Today (Sunday, September 11) marks 21 years since the 9/11 terrorist attacks, and 21 years since a haunting, iconic photo by Phil Penman was captured.
Penman, and one of the women in the photo, Joanna Capestro, became close friends after meeting years later.
Joanna, a 39-year-old office worker at the time, was in the World Trade Center, on the 87th floor of the north tower, when the first plane hit.
American Airlines Flight 11, a Boeing 767, crashed into her office building at 8:46 in the morning.
She recounted: "I was standing by my desk and boom, the plane hit.”
After the attacks, she fled with a colleague, both covered in dust and debris.
This was the moment that was captured by photographer Phil Penman, on what was supposed to be his day off.
Years after the photo was taken, Penman's photos were displayed at the National September 11 Memorial & Museum exhibit in 2015.
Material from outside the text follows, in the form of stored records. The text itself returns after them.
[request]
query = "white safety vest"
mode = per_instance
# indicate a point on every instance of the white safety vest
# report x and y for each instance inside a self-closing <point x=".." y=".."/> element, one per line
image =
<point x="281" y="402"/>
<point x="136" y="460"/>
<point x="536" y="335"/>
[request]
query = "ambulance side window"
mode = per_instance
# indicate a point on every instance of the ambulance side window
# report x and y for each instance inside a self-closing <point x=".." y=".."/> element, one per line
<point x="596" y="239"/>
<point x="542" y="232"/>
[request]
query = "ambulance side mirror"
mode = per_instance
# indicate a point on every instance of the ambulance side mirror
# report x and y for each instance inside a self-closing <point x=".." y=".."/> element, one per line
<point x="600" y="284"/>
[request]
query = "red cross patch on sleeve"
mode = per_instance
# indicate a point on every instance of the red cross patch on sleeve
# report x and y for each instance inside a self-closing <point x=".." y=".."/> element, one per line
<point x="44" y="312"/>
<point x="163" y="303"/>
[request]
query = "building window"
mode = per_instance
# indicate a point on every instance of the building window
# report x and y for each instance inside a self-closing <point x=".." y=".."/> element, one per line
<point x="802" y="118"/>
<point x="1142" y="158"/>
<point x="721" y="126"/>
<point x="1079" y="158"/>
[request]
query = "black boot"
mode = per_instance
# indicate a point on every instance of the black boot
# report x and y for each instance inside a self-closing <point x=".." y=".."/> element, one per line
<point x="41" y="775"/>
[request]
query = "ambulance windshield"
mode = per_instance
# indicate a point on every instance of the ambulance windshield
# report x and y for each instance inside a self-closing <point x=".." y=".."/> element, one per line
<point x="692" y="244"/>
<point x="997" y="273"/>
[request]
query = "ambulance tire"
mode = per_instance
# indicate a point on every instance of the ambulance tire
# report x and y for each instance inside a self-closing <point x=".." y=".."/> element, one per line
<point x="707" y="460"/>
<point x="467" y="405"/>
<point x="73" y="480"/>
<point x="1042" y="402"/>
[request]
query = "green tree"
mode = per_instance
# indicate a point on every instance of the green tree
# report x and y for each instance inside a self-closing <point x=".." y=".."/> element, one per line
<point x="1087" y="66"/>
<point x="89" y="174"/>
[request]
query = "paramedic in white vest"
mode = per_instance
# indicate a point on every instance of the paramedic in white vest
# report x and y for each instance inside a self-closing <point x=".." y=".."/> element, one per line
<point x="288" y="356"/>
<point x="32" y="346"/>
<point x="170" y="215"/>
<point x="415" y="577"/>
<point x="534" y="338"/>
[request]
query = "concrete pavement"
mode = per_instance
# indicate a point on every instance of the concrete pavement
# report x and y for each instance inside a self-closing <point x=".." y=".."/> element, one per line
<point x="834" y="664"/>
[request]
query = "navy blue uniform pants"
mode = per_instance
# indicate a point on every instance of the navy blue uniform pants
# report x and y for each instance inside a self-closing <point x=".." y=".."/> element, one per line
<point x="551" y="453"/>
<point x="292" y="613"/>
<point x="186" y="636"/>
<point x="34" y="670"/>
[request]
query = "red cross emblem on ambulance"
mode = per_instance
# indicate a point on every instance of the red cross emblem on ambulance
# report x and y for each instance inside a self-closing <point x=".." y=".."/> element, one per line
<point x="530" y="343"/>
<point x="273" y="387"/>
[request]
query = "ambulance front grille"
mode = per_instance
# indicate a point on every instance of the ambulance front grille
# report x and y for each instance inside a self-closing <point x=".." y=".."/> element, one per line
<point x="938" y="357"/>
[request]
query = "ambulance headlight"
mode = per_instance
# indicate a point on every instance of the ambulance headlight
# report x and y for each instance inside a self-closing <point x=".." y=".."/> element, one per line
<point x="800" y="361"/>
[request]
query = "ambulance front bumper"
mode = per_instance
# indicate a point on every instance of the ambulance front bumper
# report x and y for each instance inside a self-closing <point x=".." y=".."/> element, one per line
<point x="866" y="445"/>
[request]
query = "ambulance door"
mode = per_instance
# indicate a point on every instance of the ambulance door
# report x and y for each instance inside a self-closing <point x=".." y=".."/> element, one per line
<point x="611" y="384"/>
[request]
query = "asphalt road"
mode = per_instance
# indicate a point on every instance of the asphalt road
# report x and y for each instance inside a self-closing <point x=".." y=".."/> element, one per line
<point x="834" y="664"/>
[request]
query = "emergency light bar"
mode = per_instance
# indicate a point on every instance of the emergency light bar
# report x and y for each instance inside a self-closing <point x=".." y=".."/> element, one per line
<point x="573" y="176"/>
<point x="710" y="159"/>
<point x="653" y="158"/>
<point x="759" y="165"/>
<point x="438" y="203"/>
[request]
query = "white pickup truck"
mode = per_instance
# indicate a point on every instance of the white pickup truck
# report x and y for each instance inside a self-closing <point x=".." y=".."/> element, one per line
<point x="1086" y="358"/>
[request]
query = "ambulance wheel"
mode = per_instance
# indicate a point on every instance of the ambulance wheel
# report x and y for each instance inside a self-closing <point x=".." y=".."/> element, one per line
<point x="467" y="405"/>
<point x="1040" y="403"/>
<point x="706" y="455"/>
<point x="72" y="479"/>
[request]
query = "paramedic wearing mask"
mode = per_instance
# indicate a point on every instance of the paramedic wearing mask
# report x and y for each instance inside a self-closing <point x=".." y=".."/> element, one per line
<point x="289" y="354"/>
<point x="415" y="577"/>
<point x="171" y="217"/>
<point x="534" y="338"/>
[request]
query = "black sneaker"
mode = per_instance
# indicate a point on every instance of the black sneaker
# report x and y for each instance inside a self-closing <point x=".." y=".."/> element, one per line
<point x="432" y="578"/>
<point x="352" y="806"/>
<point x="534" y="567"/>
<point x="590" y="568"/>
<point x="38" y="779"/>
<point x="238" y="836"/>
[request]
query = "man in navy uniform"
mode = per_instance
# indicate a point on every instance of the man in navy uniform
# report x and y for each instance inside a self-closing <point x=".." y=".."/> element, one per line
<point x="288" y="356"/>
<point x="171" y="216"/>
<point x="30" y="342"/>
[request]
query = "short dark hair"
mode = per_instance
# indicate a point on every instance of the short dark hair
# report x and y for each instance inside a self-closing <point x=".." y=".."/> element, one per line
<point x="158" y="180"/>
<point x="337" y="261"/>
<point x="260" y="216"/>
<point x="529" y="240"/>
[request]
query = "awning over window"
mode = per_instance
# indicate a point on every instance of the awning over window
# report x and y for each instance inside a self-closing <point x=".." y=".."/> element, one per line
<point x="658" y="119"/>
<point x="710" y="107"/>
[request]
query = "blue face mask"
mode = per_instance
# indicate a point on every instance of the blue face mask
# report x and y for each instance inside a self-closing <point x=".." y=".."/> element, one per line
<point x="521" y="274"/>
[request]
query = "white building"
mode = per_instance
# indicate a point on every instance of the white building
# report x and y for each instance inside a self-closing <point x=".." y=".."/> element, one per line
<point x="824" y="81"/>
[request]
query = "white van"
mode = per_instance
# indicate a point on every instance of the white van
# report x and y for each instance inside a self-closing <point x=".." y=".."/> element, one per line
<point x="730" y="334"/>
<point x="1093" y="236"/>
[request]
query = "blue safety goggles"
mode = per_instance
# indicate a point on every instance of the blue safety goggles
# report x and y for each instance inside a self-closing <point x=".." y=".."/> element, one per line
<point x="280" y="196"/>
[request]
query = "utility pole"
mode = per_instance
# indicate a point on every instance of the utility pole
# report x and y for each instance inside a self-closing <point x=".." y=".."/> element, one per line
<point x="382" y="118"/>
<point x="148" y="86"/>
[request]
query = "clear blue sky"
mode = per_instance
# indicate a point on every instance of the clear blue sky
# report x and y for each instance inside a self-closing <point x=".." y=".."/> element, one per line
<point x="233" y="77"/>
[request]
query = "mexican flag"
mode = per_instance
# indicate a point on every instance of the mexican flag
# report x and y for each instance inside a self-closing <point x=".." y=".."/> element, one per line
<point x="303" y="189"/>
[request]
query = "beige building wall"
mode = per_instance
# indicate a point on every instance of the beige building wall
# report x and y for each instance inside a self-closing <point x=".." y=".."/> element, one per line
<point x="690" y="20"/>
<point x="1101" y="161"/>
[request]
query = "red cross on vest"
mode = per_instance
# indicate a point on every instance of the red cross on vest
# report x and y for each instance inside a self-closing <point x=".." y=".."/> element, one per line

The curator of the exhibit was who recognised Capestro, and fatefully connected her to the man that had captured one of the most profound moments of her life on camera.
The two told their respective stories to The Today Show, in a heartfelt tribute to how their friendship has helped them heal.
Joanna thinks the photo, and Phil, were a huge part of her healing following the traumatic ordeal.
She described just how much Phil means to her: "I tell him all the time, 'I love you, Phil, you know, you gave me my life back. Just in a picture alone'.
“Nobody could understand that because they weren't there. But when they see that photo, they go, 'Well, now I know what she went through'. The picture tells us a thousand words.”
As the world still struggles to heal following the tragedy, Capestro described the years it took to overcome the trauma, and how she dealt with survivor’s guilt.
She said: "I really felt so different from that moment on and it took me many years to heal.
"Post-traumatic stress disorder is not easy. Living with survivor's guilt was not easy. But I have to say when I turned the corner, I owe a lot of it to Phil Penman.”